The red blur of the predator's tongue finds its mark: and now, without withdrawing the organ, it crouches down and begins to feed. Powerful muscles ripple on the arrowtongue's sides and throat as it sends powerful digestive juices into the prey's body (usually into the chest cavity), and then withdraws the liquefied contents. Over the next half hour this process is repeated several times until the juices have completely cleaned organs out of the dead prey animal's body. Apparently the arrowtongue's diet consists of only the broken down viscera of its victims, for it leaves the prey's carcass intact for the scavengers.
It might do this process immediately again with another caught prey animal. Again, the arrowtongue will insert its tongue. After another half hour, its belly distends, the glutted creature rises somewhat unsteadily and slowly strides off about 20 meters or less then lies down and rests. These are typically successful hunts and the fortunate arrowtongues can sleep through the night.
This aggressive liquivore is frequently spotted concealing itself amongst the electrophyte beds, taking advantage of the colonial plants’ electrical discharges to discourage the herds from approaching too closely. It is believed that the creature emits its ranging pings in concert with the electrophytes’ discharges, a habit that probably obscures its point of origin from prey animals.At times, arrowtongues will gather in groups to accompany keeled grove-backs to prey on whatever they stir up (as was first observed late one night in the Sinus Columbus during the First Darwinian Expedition). A predictable side effect of the travels of so large a creature as the grove-back is the flushing of enormous quantities of game.

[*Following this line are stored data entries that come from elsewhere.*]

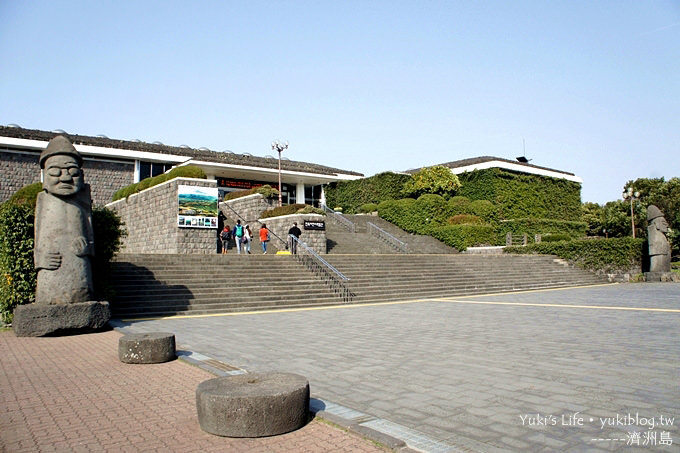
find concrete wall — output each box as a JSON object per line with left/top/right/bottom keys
{"left": 1, "top": 149, "right": 134, "bottom": 206}
{"left": 221, "top": 194, "right": 276, "bottom": 225}
{"left": 263, "top": 214, "right": 327, "bottom": 254}
{"left": 107, "top": 178, "right": 217, "bottom": 254}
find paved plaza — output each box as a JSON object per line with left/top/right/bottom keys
{"left": 112, "top": 283, "right": 680, "bottom": 452}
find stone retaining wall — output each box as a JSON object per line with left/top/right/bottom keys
{"left": 107, "top": 178, "right": 217, "bottom": 254}
{"left": 263, "top": 214, "right": 327, "bottom": 254}
{"left": 221, "top": 194, "right": 276, "bottom": 225}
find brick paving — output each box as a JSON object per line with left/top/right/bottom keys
{"left": 0, "top": 329, "right": 389, "bottom": 453}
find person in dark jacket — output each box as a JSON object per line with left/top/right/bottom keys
{"left": 288, "top": 222, "right": 302, "bottom": 254}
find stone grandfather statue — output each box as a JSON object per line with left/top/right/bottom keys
{"left": 647, "top": 204, "right": 671, "bottom": 274}
{"left": 34, "top": 135, "right": 95, "bottom": 304}
{"left": 13, "top": 135, "right": 109, "bottom": 336}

The arrowtongues opportunistically follow the huge beast, preying upon this game (even at great risk to themselves being crushed).
Short moments after a grove-back's death, an arrowtongue appears, the first of many opportunistic liquivores to arrive at this easy banquet.
Despite its power and ferocity, an arrowtongue can itself be prey to skewers and Eosapiens, the latter of which will sometimes wrench the long, barbed tongue off of an arrowtongue after they have already killed it.
- In the documentary adaptation, the arrowtongue's size was changed from 8 meters tall to 8 feet tall.